Posts Tagged ‘the roi of’

The ROI of being annoying

A recruiter in New Jersey got ahold of my contact information last year. He called and managed to learn from me that I do some of Ai’s hiring. I did not choose to use him for any of our staffing.

Since then, he has called me reliably, every two weeks, to see if I need him yet. Last fall I got tired of his calls and told him, flat out, to please stop calling. We have no relationship and his repeated attempts to wear me down were not working.

He ignored this request and keeps calling. Today was his most recent ping. I now recognize his phone number on caller ID; I don’t pick up when he rings me and I delete his voice mail without listening. And still he calls. (It’s been so long that I feel like I blogged about him once before.)

What percentage of a user base gets worn down by this tactic? Is it worth alienating a high percentage of a potential consumer segment in the hope of finding a sale?

I’m sure my recruiter/stalker has found that repeated calls work on some people sooner or later, but in the meantime, I’ve memorized his name and sworn never to work with or recommend him. Is that good business?

This is a good thing for an online marketer to consider before buying email lists and defaulting signups to opt-in.

Business

The ROI of staff training

I called US Airways the night before a recent business trip to ask about a travel detail I couldn’t find online. (I’m not name-checking US Airways just to pick on them; it’s part of the story.) Their customer service is obviously outsourced to an overseas location–I had to call twice, and both representatives had trouble speaking clearly and understanding my question.

But this isn’t about offshoring, or customer service reps whose native tongue isn’t English, which doesn’t offend me. (I certainly couldn’t administer tech help in Hindi.) Rather, it’s about training.

Upon completing my second call, the US Airways CS rep said to me, “Can I help you with anything else today?”

“No, that’s it,” I replied.

“Thank you,” she continued, “for calling Use Airways.”

Use Airways. I headed to the airport the next morning still shaking my head about the woman who doesn’t know her employer’s name.

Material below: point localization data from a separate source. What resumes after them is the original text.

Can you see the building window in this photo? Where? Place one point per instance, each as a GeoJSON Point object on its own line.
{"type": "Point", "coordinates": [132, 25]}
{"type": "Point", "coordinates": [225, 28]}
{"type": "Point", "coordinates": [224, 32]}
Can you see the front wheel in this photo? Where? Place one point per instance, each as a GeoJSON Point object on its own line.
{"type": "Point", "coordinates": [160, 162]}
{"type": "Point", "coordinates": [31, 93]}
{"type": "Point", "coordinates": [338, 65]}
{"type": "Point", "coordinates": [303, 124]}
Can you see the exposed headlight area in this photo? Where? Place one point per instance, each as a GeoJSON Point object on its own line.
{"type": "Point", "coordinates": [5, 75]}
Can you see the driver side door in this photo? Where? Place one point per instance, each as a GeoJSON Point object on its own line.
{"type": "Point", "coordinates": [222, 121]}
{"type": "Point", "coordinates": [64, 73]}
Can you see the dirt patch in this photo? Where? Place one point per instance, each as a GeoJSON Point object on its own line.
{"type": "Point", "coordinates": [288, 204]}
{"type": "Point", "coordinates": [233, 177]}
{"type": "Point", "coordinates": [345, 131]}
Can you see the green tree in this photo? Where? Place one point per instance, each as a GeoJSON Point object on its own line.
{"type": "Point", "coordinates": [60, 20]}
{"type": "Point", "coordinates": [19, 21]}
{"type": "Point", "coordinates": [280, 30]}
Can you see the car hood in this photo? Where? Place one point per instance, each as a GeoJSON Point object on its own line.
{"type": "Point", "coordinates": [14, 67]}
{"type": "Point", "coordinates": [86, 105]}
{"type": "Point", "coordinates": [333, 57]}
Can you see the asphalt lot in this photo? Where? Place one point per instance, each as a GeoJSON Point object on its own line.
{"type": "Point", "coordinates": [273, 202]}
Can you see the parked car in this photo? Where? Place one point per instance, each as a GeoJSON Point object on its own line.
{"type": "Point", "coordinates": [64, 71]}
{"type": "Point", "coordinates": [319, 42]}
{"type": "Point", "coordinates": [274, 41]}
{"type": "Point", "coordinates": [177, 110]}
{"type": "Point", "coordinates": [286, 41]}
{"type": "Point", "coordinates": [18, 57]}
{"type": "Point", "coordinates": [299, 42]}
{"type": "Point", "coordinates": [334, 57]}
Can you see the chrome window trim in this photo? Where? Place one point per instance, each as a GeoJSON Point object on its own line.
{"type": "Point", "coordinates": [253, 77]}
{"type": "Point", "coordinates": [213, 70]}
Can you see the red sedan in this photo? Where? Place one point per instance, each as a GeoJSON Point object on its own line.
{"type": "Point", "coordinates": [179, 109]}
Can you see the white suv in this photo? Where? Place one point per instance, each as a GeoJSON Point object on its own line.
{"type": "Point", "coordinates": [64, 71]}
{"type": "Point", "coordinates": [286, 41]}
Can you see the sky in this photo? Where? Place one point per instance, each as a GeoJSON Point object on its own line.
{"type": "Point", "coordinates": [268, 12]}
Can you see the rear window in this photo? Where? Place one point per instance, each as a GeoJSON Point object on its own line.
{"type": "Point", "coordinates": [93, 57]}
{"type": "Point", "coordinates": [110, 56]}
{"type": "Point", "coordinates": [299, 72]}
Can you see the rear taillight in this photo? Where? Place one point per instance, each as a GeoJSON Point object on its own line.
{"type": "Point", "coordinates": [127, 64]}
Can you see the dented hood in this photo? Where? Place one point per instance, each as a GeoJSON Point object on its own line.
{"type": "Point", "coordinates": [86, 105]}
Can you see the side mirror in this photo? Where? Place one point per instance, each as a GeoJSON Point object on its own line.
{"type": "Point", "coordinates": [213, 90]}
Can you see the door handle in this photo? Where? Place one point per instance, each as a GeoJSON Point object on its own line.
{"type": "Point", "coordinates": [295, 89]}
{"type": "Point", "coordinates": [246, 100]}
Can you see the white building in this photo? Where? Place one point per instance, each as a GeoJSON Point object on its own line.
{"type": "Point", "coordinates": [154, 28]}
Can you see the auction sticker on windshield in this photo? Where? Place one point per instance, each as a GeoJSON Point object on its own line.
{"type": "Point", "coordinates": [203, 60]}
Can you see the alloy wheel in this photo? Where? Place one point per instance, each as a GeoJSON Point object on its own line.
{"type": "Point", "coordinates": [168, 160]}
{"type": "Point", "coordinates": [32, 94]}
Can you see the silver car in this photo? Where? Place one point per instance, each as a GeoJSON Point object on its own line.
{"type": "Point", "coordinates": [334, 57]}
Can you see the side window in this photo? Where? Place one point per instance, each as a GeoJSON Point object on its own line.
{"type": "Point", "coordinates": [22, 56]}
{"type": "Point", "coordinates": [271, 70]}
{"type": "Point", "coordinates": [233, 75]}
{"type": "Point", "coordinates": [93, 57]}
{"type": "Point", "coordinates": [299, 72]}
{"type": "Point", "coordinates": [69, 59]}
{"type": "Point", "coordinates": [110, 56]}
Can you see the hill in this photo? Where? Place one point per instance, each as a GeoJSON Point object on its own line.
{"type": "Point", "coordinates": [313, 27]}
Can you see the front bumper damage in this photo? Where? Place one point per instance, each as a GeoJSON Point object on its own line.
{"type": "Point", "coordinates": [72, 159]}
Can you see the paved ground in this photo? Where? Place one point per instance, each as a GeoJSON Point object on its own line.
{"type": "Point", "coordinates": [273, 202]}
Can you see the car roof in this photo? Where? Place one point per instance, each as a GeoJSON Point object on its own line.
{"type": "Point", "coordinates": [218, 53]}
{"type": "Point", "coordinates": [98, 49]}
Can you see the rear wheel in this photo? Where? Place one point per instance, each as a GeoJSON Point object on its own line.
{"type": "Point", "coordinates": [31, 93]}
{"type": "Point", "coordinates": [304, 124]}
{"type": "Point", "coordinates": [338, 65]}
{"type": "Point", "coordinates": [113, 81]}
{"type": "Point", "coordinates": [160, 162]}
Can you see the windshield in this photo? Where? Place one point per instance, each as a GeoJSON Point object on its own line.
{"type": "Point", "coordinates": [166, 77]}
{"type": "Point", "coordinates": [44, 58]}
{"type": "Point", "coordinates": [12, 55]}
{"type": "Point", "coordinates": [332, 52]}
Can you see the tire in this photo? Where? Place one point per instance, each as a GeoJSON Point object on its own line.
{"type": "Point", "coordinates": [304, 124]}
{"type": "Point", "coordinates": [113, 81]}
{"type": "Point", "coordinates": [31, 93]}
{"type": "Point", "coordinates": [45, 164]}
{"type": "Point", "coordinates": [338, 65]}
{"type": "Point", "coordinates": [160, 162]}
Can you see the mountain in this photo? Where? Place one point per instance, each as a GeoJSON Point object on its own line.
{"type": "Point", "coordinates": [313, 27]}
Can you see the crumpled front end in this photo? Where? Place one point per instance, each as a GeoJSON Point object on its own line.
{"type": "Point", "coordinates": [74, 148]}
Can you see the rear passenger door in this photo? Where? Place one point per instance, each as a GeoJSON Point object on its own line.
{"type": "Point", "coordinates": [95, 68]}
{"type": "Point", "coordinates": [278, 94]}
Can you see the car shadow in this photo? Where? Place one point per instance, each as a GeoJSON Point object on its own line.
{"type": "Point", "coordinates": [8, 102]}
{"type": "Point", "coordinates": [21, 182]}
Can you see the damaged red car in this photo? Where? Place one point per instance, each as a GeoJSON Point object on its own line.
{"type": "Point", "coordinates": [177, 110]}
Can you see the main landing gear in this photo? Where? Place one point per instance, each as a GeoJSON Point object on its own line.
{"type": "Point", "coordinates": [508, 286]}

Shortly after taking my seat on the plane, a flight attendant got on the PA system.

“All electronic devices must be turned off at this time,” he said. “If you do not turn them off and put them away, we will return to the gate and deplane you, and you will have to rebook on a later flight.” (Emphasis his.)

My seatmates chuckled at his earnestness, but I just thought about my phone call. In the span of a few hours, I encountered two different but striking examples of poor training and comprehension by consumer-facing employees.

My trips on US Airways have largely been pleasant and comfortable. But what is the brand impact of these employees’ mistakes? How many other people notice what I notice, and book their next flight on another carrier?

Airline flight attendants routinely say, “We know you have a choice.” What they–and their management team–need to say is, “We know you notice. And we’re trying our hardest.”

Business

The ROI of transparency

I was struck this weekend by the positioning of a question in the New York Times Magazine’s Ethicist column. A person was referred by her doctor to a lab partially owned by said doctor. The doctor didn’t disclose his stake, and much hand-wringing about the omission ensued.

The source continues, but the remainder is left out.